Yogyakarta — Pemerintah Kota Yogyakarta mengatur jam operasional usaha hiburan, rekreasi, dan spa selama Ramadan 1447 Hijriah/2026. Seluruh tempat hiburan malam wajib tutup pada tiga hari pertama Ramadan dan saat Hari Raya Idulfitri.
Wakil Wali Kota Yogyakarta, Wawan Harmawan, mengatakan aturan tersebut sama seperti tahun-tahun sebelumnya.
“Seperti tahun kemarin, tiga hari pertama Ramadan tutup. Kemudian saat Hari Raya Idulfitri yang ditetapkan pemerintah juga tutup,” kata Wawan saat jumpa pers di Balai Kota Yogyakarta, Kamis (12/2/2026).
Setelah tiga hari awal Ramadan, usaha hiburan malam boleh beroperasi dengan pembatasan jam, yakni pukul 21.00-00.00 WIB.

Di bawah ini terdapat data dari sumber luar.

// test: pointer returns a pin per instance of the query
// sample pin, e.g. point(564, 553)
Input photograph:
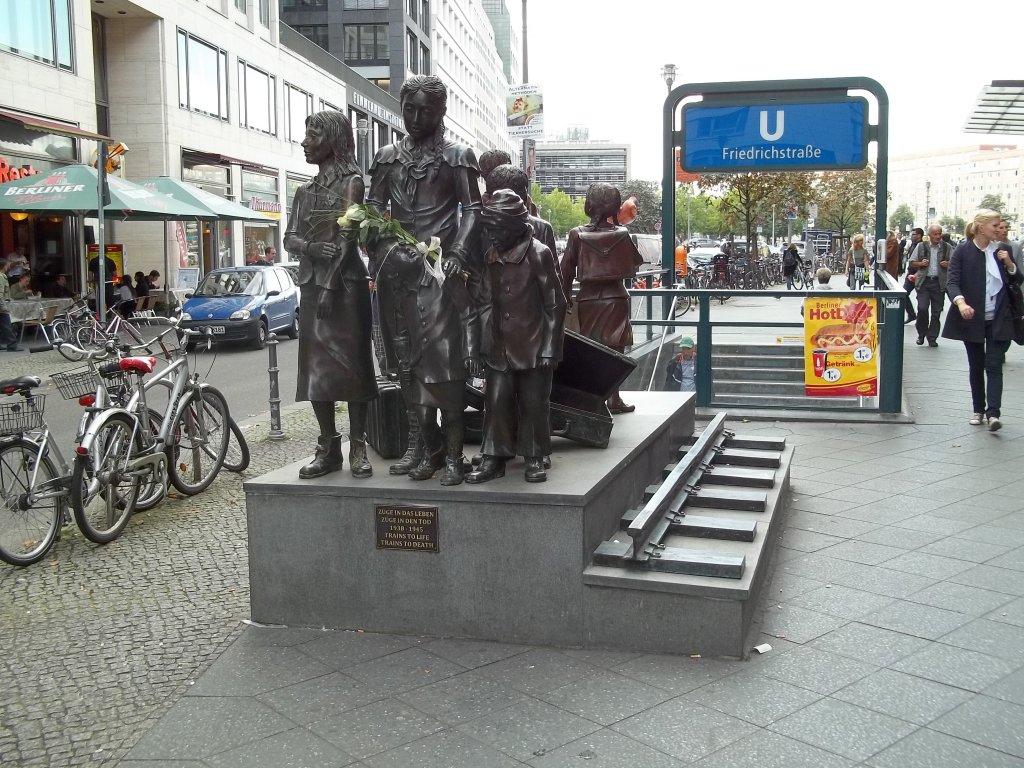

Aturan ini mengacu pada Peraturan Wali Kota Yogyakarta Nomor 3 Tahun 2026 tentang Perubahan Kedua atas Perwal Nomor 36 Tahun 2011 sebagai turunan dari Perda Nomor 4 Tahun 2010 tentang Penyelenggaraan Kepariwisataan. Selain itu, Wali Kota akan menerbitkan Surat Edaran (SE) sebagai pedoman teknis bagi pelaku usaha.
Wawan menjelaskan, sejumlah usaha tetap bisa buka siang hari dengan pembatasan. Karaoke dan rumah pijat diperbolehkan beroperasi pukul 09.00-17.00 WIB, lalu malam hari pukul 21.00-00.00 WIB.
Arena permainan di dalam mal mengikuti jam operasional pusat perbelanjaan. Sedangkan arena permainan di luar mal dibatasi pukul 09.00-17.00 WIB dan 21.00-00.00 WIB.
Untuk spa, yang berada di hotel berbintang mengikuti jam operasional hotel. Sementara spa di luar hotel berbintang hanya boleh buka pukul 09.00-17.00 WIB. Adapun event bernuansa religi diizinkan digelar pukul 21.00-00.00 WIB.
Tempat makan dan minum tetap boleh buka siang hari selama Ramadan, dengan catatan tidak mengganggu kekhusyukan warga yang menjalankan ibadah puasa.
“Kami ingin Ramadan berjalan aman dan kondusif, tapi kegiatan ekonomi juga tetap bergerak,” ujarnya.
Kepala Dinas Pariwisata Kota Yogyakarta, Lucia Daning Krisnawati, mengatakan pihaknya akan melakukan sosialisasi usai SE Wali Kota diteken. Saat ini tercatat ada 16 usaha hiburan dan rekreasi serta 10 usaha spa di Kota Yogyakarta.
Sosialisasi akan dilakukan lewat media sosial, e-office ke wilayah, hingga pertemuan daring bersama pelaku dan asosiasi usaha pariwisata.
Sementara itu, Kepala Satpol PP Kota Yogyakarta, Octo Noor Arafat, menegaskan pihaknya akan melakukan operasi kepatuhan selama Ramadan.
“Awalnya kami kedepankan sosialisasi. Jika ada pelanggaran, penindakan sesuai SOP dan tidak langsung penutupan. Pendekatannya persuasif,” tegas Octo.
Pemkot berharap pengaturan ini bisa menjaga suasana Ramadan tetap tertib dan khusyuk tanpa mematikan sektor pariwisata di Kota Jogja.